In a villa abandoned for many years on the outskirts of Palermo, the mummified body of a woman is discovered, having been hidden for a very long time in a cavity. Crime reporter Fabrizio Corsaro immediately takes an interest in the case. The body is identified as that of Agnese Barraco, a dental hygienist originally from Trapani, who vanished on a rainy day in 2003. When a person suspected of being responsible for the death is arrested, Fabrizio's brother, lawyer Roberto Corsaro, begins investigating the matter for professional reasons. Delving into a forgotten past, the Corsaro brothers' dual investigation will uncover the many secrets of Agnese's mysterious and highly private life. Among them, the most intimate and hidden: that she was once a witch.
Pino Ippolito Armino's 'History of Southern Italy' , published by Laterza, identifies and recounts seven moments that shaped the identity of Southern Italy, from the disastrous outcome of the Jacobin revolution of 1799 to the birth of a fictitious 'Northern Question', to help us unravel some of our country's most tormented questions.
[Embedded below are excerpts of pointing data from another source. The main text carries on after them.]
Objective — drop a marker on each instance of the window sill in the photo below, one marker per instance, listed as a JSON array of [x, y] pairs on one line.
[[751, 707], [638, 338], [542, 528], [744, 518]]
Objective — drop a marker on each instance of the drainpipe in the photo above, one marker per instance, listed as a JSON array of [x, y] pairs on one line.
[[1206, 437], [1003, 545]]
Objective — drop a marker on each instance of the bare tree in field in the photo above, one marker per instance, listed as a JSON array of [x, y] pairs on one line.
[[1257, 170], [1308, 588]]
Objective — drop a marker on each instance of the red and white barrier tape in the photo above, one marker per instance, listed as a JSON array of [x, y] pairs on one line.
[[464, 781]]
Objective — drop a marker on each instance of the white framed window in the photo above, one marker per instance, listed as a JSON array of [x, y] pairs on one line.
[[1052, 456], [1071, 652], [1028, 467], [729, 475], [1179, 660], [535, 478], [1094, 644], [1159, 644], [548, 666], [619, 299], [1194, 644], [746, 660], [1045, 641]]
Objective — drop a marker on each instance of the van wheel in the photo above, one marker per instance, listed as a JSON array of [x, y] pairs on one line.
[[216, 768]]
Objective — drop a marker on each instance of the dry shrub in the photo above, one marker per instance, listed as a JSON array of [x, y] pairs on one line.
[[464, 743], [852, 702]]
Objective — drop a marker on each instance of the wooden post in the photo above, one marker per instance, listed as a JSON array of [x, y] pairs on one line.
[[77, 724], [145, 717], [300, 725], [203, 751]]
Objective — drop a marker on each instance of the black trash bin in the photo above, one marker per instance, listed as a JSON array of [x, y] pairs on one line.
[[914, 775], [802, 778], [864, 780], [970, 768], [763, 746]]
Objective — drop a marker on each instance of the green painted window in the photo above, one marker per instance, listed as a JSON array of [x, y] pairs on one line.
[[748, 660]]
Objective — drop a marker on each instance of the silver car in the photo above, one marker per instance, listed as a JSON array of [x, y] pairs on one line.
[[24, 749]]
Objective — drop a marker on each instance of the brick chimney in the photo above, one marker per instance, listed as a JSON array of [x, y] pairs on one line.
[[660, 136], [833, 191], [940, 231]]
Three centuries ago, exceptional and unpredictable circumstances united Sicily and the rest of Southern Italy under a single kingdom. The peace treaty signed at The Hague on February 20, 1720, quickly brought Bourbon rule over both states. If we were to take a snapshot of that historical moment, we would see Naples among the most populous cities in Europe, a territory brimming with potential within an empire that reached as far as Latin America, a vibrant cultural life and intellectuals engaged in dialogue with Paris. Three centuries later, the landscape is completely different. What went wrong? What events shaped the fate of Southern Italy to the point of making it the largest backward region in Europe? Why do we still struggle to reverse course and imagine a different future? Is it the fault of a lazy and indolent people, of corrupt and indifferent ruling classes, or of what the neo-Bourbons call a 'colonial conquest' by the North?
'A Murder in Paris', the second crime novel by English writer Matthew Blake , following his successful debut with 'Anna O', has finally arrived on the shelves, published by La Nave di Teseo.
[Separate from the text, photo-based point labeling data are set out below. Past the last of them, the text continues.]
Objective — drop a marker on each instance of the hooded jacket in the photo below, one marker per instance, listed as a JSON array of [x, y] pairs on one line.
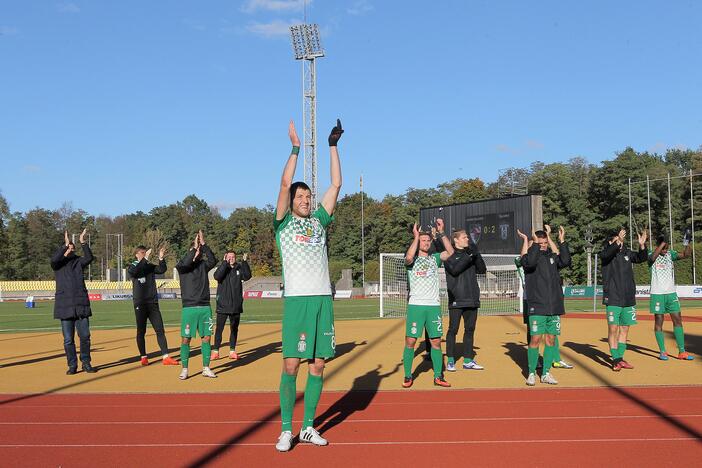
[[230, 298], [194, 282], [618, 274], [71, 294], [462, 269], [143, 276], [543, 279]]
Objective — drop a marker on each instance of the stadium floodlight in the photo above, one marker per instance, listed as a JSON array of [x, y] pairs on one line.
[[305, 41], [308, 47]]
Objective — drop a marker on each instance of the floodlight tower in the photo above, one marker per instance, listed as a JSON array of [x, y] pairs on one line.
[[307, 47]]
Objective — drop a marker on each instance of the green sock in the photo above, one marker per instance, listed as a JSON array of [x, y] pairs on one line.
[[312, 392], [437, 361], [679, 338], [660, 340], [184, 355], [287, 399], [532, 358], [206, 351], [548, 358], [407, 357]]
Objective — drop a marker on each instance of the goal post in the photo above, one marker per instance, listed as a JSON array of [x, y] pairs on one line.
[[500, 287]]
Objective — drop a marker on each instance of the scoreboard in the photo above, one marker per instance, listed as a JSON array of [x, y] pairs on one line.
[[491, 224]]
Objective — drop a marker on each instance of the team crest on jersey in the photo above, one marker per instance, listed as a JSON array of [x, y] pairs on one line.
[[311, 234]]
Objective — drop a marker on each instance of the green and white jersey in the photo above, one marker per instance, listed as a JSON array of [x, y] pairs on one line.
[[423, 277], [302, 243], [663, 273]]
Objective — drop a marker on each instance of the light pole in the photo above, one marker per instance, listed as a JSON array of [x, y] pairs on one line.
[[588, 249], [307, 47]]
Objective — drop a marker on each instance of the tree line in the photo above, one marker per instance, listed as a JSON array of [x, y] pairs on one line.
[[575, 194]]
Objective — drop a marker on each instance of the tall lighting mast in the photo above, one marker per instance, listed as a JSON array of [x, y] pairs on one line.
[[307, 47]]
June 1945, the war has just ended, the Nazi concentration camps have been liberated, and all the French prisoners held there are returning to Paris. To welcome them, and to ensure that no collaborators are hiding among them, they must all spend three days in what was before the war the luxurious Hotel Lutetia, the finest on the Left Bank. In rooms converted into dormitories, the alleged prisoners are examined and interrogated before being allowed to return to their homes and families. Among them are two young women, Sophie and Josephine, but only one will emerge alive from the room they share in the hotel. Eighty years later, in 2025, Josephine Benoit, now ninety-six and a celebrated painter, shows up at the reception desk of the renovated and luxurious Lutetia. There, she confesses that her name is Sophie Leclerc and that she committed a murder, long ago, in room 11 of that very hotel. The woman suffers from dementia, and her granddaughter Olivia, who lives in London and works as a psychotherapist specializing in memory recovery, is convinced that her grandmother is simply confused and that, due to her illness, she is mixing reality and fantasy in her mind. But perhaps the situation isn't so simple, and Olivia soon finds herself entangled in a mystery rooted in the past but still lingering on the streets of Paris—and one that could be lethal.